In many cases, patients with diabetes will be in need of end-of-life care — but how good is diabetes management in palliative care? It may surprise you to know that a new study has found an alarming rate of hypoglycemia in hospice patients.
A Harvard-led study published in JAMA found that hospice patients with type 2 diabetes may be treated too aggressively for blood sugar control, leading to a high number of hypoglycemia cases among them. Raising the question: is avoiding hypoglycemia more important than strict blood sugar control in hospice diabetes management?
Study Reveals Hypoglycemia in Hospice Patients
In the study, researchers analyzed data on nearly 20,000 people, 65 and older with type 2 diabetes, living in nursing homes and receiving hospice care.

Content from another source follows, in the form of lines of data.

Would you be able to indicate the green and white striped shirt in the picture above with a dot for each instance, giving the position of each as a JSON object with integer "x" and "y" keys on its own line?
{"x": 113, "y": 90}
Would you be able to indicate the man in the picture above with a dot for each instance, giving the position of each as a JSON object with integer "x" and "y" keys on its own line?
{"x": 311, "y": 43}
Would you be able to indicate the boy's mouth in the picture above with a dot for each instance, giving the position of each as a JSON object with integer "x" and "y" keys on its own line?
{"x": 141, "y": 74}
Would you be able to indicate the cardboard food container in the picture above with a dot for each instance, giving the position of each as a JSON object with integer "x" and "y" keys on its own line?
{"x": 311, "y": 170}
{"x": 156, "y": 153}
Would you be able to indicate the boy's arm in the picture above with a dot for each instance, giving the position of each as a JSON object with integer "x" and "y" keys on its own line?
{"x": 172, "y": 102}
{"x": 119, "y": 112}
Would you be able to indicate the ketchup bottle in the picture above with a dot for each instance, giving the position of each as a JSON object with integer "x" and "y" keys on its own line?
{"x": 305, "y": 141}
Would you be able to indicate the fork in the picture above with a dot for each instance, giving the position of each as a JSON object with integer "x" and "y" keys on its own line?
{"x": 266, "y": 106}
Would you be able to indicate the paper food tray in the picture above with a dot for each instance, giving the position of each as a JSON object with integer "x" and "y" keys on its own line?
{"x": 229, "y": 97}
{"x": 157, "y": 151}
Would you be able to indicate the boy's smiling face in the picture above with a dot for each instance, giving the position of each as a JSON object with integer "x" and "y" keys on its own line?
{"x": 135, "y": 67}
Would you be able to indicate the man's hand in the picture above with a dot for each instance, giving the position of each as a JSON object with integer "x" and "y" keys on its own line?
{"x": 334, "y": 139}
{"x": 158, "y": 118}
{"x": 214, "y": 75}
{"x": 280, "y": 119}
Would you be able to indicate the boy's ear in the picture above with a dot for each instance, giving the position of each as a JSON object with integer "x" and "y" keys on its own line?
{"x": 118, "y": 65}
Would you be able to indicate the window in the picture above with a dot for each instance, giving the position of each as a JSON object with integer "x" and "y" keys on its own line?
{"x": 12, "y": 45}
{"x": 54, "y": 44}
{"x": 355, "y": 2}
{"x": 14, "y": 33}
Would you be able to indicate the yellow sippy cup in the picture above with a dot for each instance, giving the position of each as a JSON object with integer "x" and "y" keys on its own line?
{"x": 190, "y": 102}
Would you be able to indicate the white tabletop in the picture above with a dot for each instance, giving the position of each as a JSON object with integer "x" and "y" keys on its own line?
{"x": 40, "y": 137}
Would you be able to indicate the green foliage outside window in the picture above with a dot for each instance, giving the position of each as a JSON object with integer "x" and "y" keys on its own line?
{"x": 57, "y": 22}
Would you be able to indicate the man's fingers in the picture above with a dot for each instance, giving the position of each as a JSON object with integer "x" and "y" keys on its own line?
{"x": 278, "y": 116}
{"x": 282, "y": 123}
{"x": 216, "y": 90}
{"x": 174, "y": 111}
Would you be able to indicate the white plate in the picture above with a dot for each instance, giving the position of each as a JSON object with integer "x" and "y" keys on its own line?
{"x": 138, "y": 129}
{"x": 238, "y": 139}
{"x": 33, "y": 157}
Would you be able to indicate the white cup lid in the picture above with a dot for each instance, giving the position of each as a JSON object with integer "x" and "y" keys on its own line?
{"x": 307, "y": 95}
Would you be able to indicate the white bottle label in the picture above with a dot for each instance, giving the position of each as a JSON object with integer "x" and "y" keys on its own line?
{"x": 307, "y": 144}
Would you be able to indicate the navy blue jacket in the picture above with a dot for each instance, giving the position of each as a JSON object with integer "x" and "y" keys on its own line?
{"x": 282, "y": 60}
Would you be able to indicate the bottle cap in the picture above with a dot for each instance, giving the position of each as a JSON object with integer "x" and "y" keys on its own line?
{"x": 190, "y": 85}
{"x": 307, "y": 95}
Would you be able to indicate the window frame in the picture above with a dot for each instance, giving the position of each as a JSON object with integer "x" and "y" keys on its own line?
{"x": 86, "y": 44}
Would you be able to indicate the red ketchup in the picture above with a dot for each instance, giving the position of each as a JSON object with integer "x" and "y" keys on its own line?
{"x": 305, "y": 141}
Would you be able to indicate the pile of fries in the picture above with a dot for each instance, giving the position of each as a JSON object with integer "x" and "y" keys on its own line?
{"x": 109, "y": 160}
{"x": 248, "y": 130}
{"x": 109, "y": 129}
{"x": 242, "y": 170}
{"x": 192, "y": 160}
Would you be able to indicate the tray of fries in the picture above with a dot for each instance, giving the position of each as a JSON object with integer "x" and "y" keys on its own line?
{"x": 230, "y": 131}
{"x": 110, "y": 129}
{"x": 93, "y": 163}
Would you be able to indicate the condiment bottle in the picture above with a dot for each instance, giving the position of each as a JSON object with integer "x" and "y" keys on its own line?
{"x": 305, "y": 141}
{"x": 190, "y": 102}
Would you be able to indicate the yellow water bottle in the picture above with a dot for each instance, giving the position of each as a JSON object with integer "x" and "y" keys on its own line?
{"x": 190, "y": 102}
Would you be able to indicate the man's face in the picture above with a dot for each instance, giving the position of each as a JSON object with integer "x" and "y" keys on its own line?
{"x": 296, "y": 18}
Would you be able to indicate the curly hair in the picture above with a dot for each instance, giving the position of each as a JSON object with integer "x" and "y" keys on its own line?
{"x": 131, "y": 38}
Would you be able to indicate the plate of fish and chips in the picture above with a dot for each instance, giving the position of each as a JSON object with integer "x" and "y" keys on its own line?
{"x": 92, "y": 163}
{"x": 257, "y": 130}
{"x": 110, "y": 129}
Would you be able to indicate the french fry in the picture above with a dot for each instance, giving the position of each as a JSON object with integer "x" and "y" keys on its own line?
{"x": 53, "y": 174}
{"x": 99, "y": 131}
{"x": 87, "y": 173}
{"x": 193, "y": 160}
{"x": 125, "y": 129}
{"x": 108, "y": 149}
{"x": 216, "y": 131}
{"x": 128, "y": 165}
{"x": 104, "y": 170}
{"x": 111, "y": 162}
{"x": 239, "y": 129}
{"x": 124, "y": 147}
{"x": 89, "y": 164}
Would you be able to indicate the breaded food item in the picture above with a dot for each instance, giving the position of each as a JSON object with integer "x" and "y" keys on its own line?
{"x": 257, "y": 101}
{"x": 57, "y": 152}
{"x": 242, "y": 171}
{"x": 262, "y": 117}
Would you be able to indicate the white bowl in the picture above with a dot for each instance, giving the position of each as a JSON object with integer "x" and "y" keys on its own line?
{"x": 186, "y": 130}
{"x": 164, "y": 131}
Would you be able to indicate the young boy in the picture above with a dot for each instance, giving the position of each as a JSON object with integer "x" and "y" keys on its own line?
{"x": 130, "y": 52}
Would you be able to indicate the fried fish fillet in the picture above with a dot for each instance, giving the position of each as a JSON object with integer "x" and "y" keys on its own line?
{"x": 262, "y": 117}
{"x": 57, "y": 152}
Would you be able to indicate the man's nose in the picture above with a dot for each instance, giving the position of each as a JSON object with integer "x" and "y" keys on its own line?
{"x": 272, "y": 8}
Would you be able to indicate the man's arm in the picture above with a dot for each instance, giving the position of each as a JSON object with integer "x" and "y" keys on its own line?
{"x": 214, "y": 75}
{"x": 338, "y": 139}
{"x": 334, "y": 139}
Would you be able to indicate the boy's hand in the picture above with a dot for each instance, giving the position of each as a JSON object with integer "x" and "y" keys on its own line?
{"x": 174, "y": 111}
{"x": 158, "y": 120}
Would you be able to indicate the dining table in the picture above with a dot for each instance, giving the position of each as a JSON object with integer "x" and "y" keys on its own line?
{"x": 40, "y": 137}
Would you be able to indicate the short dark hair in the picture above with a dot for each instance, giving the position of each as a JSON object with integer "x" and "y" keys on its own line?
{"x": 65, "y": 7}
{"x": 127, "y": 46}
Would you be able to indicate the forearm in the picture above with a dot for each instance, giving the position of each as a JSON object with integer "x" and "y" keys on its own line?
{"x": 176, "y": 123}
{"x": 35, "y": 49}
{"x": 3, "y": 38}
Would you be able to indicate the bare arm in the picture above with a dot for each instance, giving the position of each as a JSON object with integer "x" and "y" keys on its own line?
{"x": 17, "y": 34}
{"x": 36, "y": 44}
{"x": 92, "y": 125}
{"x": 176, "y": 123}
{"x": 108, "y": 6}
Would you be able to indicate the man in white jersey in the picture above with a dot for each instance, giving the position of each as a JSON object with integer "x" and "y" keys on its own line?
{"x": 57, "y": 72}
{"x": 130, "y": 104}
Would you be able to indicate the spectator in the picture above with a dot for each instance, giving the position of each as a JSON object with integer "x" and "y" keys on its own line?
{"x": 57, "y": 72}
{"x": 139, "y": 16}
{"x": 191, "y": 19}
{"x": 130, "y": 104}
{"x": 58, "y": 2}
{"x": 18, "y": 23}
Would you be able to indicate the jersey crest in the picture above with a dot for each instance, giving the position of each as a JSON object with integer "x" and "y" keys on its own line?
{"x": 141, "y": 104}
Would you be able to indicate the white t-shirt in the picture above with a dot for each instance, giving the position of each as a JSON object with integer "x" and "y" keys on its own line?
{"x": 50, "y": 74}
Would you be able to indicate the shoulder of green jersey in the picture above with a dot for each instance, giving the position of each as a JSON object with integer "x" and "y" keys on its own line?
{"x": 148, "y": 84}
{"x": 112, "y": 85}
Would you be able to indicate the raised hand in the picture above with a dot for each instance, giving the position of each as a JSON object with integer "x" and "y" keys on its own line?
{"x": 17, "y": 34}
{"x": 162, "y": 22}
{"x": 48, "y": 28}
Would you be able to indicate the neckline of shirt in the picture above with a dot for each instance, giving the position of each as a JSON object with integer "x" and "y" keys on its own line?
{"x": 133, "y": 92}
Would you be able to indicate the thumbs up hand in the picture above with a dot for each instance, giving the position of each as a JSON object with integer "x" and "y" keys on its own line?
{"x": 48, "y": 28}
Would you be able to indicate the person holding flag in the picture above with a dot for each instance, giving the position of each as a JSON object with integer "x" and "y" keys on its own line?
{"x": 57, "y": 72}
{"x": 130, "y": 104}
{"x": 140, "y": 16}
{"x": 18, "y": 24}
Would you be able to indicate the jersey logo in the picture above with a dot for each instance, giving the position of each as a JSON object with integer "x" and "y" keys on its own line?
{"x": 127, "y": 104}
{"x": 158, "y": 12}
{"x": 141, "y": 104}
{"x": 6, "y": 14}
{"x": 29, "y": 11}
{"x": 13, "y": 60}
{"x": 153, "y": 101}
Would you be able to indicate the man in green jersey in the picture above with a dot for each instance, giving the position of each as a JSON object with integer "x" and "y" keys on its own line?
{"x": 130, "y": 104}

Over the course of the six-month study, blood sugar levels were checked an average of 1.7 times a day for people on insulin and 0.6 times a day for those who weren’t given insulin, according to the report.
Surprisingly, about one in nine people experienced dangerously low blood sugar episodes, known as hypoglycemia, which can cause weakness, sweating, confusion, shakiness and dizziness. But, among those treated with insulin, about one in three had low blood sugar episodes.
Which means, about 18 percent of hospice patients with type 2 diabetes experienced hypoglycemia (blood sugar levels under 70 milligrams per deciliter ) within 180 days of admission to their nursing homes.